Wheel of Time I am going to finish as soon as he is done. I’ve read up to the point after they use the statues. I stopped halfway through the next book when realizing that most of the book takes place BEFORE the previous.

Avoid Goodkind. He’s a blatant rip-off of Jordan with even less interesting ideas, and is far more gorey. The first couple books have some bizarre, interesting things in them, but things get more ridiculous and tedious as time goes on.

As I did so recently, I must again pimp the Deverry series by Katherine Kerr. It’s an epic in a way, but more in the classical sense. That is, there is no buildup to one huge clash with a winner and a loser. It tells a very long tale which is full of sadness and brutal realities. It’s not high fantasy, though it does have magic and (later on) dragons. It has Elves, but they are basically nomadic herders who have lost most of their cultures. There are classical style dwarves. The story is told in a non-linear fashion, going back to previous lives in each book. In her world, people are reborn again and again, until they fulfill their Wyrd, which is another term for their destiny. The main arc of the first set of books deals with a man who made himself ageless by promising to do so for the love of his life, who promptly drowns. He spends centuries finding her in various forms. It takes off to other characters from there. The world is inhabited by people that would be a breakoff sect of Gauls a couple thousand + years ago when they were escaping the Romans. Her prose is pretty tight, her world-building is highly realistic and she isn’t prone to wandering plotlines that don’t go anywhere. Definitely recommend starting.

BTW, it’s not precisely “epic”, but I loved Bujold’s Chalion series (well, the first 2 anyway - the third was set in the same universe but a different timeline, so really didn’t feel like part of the same series).

A great setting, interesting religious background, and likable, engaging characters. The first two pretty much conclude a nice story arc - not sure if she’ll continue the storyline in that world, but you could stop after the first two stories and be very satisfied.

Guy Gavriel Kay, Modesitt, Brust, and Mercedes Lackey are the authors who come to mind for epic fantasy.

Though GGK’s trilogy is basically LotR reskinned.

More votes for Patricia McKillip and Guy Gavriel Kay. Kay’s Fionavar Tapestry may have been Tolkein-like, but the rest of his work is in his own distinct style. Tigana is one of my all-time favourites.

I was “meh” about George R.R. Martin. A Game of Thrones It felt like a fantasy novel written by Tom Clancy: lots of politics, lots of people, no real characters.

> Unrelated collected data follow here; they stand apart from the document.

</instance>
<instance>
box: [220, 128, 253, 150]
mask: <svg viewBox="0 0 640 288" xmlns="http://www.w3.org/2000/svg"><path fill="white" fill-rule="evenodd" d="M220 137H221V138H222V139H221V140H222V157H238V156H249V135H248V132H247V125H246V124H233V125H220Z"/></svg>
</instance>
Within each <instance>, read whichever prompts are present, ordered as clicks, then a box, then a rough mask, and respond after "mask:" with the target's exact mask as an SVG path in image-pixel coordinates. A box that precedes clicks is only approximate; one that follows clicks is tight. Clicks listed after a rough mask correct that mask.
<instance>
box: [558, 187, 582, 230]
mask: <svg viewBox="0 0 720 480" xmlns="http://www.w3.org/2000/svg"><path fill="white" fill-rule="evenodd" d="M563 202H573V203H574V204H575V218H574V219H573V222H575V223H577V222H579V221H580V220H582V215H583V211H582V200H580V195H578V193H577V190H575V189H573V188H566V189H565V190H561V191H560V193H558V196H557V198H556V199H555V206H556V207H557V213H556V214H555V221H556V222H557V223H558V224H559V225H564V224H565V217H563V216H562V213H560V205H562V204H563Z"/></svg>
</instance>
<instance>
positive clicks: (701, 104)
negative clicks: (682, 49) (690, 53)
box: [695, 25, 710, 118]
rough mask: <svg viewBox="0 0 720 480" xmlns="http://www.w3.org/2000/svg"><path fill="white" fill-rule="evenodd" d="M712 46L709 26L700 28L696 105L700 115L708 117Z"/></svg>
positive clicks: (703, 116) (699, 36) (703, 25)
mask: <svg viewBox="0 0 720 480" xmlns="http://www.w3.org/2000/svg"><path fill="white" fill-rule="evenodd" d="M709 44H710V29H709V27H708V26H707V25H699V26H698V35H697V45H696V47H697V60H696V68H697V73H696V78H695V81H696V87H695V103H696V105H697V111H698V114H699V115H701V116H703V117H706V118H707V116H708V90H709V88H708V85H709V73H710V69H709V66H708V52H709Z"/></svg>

And it seemed that as soon as he created what might be an interesting unifying trope (eg. the direwolf pups adopted by the Stark children), he gets bored and discards it. But I’ve only read the first book in the series, and things might have improved.

Lois McMaster Bujold’s Chalion series (starting with The Curse of Chalion) struck me as a more successful variation of “epic political machination” fantasy. Mainly because it focuses on the experiences of a single deeply damaged character, rather than a swarm of faceless ones.